Synopses & Reviews
One nation taking a desperate gamble of war.
Another fighting for survival.
Two armies locked in a bloody cataclysm that will decide history. . .
David L. Robbins has won widespread acclaim for his powerful and splendidly researched novels of World War II. Now he casts his brilliant vision on one of the most terrifying--and most crucial--battles of the war: the Battle of Kursk, Hitler’s desperate gamble to defeat Russia, in the final German offensive on the eastern front.
Last Citadel
Spring 1943. In the west, Germany strengthens its choke hold on France. To the south, an Allied invasion looms imminent. But the greatest threat to Hitler’s dream of a Thousand Year Reich lies east, where his forces are pitted in a death match with a Russian enemy willing to pay any price to defend the motherland. Hitler rolls the dice, hurling his best SS forces and his fearsome new weapon, the Mark VI Tiger tank, in a last-ditch summer offensive, code-named Citadel.
The Red Army around Kursk is a sprawling array of infantry, armor, fighter planes, and bombers. Among them is an intrepid group of women flying antiquated biplanes; they swoop over the Germans in the dark, earning their nickname, “Night Witches.” On the ground, Private Dimitri Berko gallops his tank, the Red Army’s lithe little T-34, like a Cossack steed. In the turret above Dimitri rides his son, Valya, a Communist sergeant who issues his father orders while the war widens the gulf between them. In the skies, Dimitri’s daughter, Katya, flies with the Night Witches, until she joins a ferocious band of partisans in the forests around Kursk. Like Russia itself, the Berko family is suffering the fury and devastation of history’s most titanic tank battle while fighting to preserve what is sacred–their land, their lives, and each other–as Hitler flings against them his most potent armed force.
Inexorable and devastating, a company of Mark VI Tiger tanks is commanded by one extraordinary SS officer, a Spaniard known as la Daga, the Dagger. He’d suffered a terrible wound at the hands of the Russians: now he has returned with a cold fury to exact his revenge. And above it all, one quiet man makes his own plan to bring Citadel crashing down and reshape the fate of the world.

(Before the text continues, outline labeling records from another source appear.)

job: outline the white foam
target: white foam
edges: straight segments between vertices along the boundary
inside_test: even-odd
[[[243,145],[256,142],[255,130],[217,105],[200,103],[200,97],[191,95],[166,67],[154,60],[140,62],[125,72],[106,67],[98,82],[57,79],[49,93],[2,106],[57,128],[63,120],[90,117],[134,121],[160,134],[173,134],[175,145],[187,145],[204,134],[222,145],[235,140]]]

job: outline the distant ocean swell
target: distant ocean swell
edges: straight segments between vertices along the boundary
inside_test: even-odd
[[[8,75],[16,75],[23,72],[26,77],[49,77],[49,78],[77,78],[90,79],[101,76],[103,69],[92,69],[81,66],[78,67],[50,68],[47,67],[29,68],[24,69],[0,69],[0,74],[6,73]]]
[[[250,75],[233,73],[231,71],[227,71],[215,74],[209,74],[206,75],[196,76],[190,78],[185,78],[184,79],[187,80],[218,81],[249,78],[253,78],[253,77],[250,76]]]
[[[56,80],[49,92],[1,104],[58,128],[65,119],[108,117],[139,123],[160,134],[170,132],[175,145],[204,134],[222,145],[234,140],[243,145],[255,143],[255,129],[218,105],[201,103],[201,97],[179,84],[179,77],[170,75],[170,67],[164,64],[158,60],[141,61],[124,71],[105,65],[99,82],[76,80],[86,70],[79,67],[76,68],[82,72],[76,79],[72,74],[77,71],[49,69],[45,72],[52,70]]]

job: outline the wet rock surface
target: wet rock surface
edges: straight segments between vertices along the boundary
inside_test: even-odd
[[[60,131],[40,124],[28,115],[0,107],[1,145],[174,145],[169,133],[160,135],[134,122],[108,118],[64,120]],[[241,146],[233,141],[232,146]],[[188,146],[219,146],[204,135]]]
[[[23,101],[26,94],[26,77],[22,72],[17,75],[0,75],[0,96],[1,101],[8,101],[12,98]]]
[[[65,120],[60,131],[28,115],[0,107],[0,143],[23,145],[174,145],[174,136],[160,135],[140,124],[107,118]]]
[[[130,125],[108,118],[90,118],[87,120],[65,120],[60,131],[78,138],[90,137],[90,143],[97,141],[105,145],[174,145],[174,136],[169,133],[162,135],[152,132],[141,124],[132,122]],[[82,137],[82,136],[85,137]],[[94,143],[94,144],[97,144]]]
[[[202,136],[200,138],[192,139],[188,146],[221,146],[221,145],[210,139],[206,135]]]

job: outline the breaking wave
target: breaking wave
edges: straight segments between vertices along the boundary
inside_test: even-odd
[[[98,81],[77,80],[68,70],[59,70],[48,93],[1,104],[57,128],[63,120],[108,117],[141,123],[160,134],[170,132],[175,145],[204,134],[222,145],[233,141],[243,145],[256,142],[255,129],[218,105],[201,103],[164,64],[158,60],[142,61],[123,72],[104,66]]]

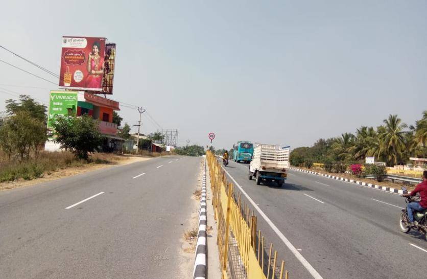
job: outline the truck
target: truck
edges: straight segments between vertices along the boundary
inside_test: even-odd
[[[249,165],[249,178],[255,178],[257,185],[262,181],[274,181],[281,187],[289,169],[290,146],[255,144],[253,158]]]
[[[248,141],[240,141],[233,145],[233,159],[235,162],[250,162],[253,154],[253,145]]]

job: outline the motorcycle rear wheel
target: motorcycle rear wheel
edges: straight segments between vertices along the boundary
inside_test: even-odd
[[[411,230],[411,228],[406,226],[407,224],[408,217],[404,212],[402,212],[399,217],[399,227],[400,228],[400,230],[402,232],[408,234]]]

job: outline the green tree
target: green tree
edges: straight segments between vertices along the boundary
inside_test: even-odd
[[[53,126],[55,141],[79,158],[88,159],[89,152],[94,151],[104,139],[98,130],[98,122],[86,115],[57,116]]]
[[[36,159],[47,139],[44,122],[22,110],[7,118],[0,128],[0,148],[10,159],[12,153],[21,160],[34,154]]]
[[[113,111],[113,123],[117,124],[117,127],[122,126],[122,121],[123,121],[123,118],[121,117],[118,113],[115,111]]]
[[[397,114],[389,115],[385,119],[385,130],[379,134],[381,143],[386,156],[386,162],[388,166],[396,165],[402,158],[402,151],[405,147],[405,134],[404,129],[408,126],[402,122]]]
[[[125,123],[125,126],[121,130],[117,133],[118,136],[125,140],[130,138],[130,127],[127,123]]]
[[[178,155],[186,155],[193,156],[201,156],[205,154],[205,150],[203,147],[196,145],[180,147],[176,149],[175,152]]]
[[[414,133],[414,141],[423,148],[427,144],[427,110],[422,112],[422,118],[415,122],[415,126],[409,129]]]
[[[28,95],[19,95],[19,102],[9,99],[6,100],[6,112],[9,115],[25,112],[30,117],[40,121],[46,122],[46,106],[36,102]]]
[[[352,147],[354,145],[354,135],[351,133],[341,134],[341,137],[335,139],[332,145],[332,151],[336,160],[349,161],[353,157]]]

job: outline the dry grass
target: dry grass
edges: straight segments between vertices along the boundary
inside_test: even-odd
[[[413,190],[415,189],[415,185],[412,184],[404,184],[402,183],[392,182],[391,181],[383,180],[382,181],[378,181],[376,179],[374,178],[366,178],[364,177],[358,177],[355,175],[348,173],[337,173],[334,172],[328,172],[322,169],[315,169],[312,168],[311,169],[307,169],[306,168],[298,167],[298,169],[301,169],[307,171],[315,171],[320,173],[324,173],[329,175],[333,175],[334,176],[338,176],[339,177],[344,177],[344,178],[348,178],[349,179],[353,179],[353,180],[364,182],[366,183],[370,183],[374,185],[378,185],[379,186],[385,186],[387,187],[391,187],[396,189],[400,189],[402,186],[405,186],[408,189],[409,191]]]
[[[125,156],[111,153],[96,153],[90,155],[88,160],[76,158],[68,151],[40,152],[39,157],[30,158],[22,161],[17,159],[0,161],[0,182],[23,179],[35,179],[50,175],[58,170],[70,167],[79,167],[91,164],[116,164]]]
[[[200,200],[202,198],[202,190],[195,190],[193,193],[193,196],[196,200]]]

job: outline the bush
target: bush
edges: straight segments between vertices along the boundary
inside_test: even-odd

A remarkable story of men and arms, loyalty and betrayal, Last Citadel propels us into the claustrophobic confines of a tank in combat, into the tension of guerrilla tactics, and across the smoking charnel of one of history’s greatest battlefields. Panoramic, authentic, and unforgettable, it reverberates long after the last cannon sounds.
Synopsis
David L. Robbins delivers another "pitch-perfect blend of fiction and history" on the Battle of Kursk: the desperate clash of steel on the battlefield that destroyed Germany's crucial Panzer forces, paving the way for the Russian counteroffensive advance that would end in the fall of Berlin. Peering unflinchingly into the eye of the historical storm, Robbins masterfully weaves impeccable research with a riveting tale of soldiers--Soviet and German--as they prepare for the deadly standoff. In a battle where human faces are shrouded by the protective armor of killing machines, there can be no common ground--beyond the quest for victory at all costs. A remarkable, passionate tale of espionage, deceit, and unprecedented valor, the tension builds to an unbearable degree as each soldier waits for the sun to rise on July 5, 1943, the day that will change history--and their lives--forever. Praise for the novels of David L. Robbins:
Synopsis
Includes bibliographical references (p. [420]-421).
About the Author
David L. Robbins is the author of Scorched Earth, The End of War, War of the Rats, and Souls to Keep. He lives in Richmond, Virginia, and teaches novel writing at Virginia Commonwealth University.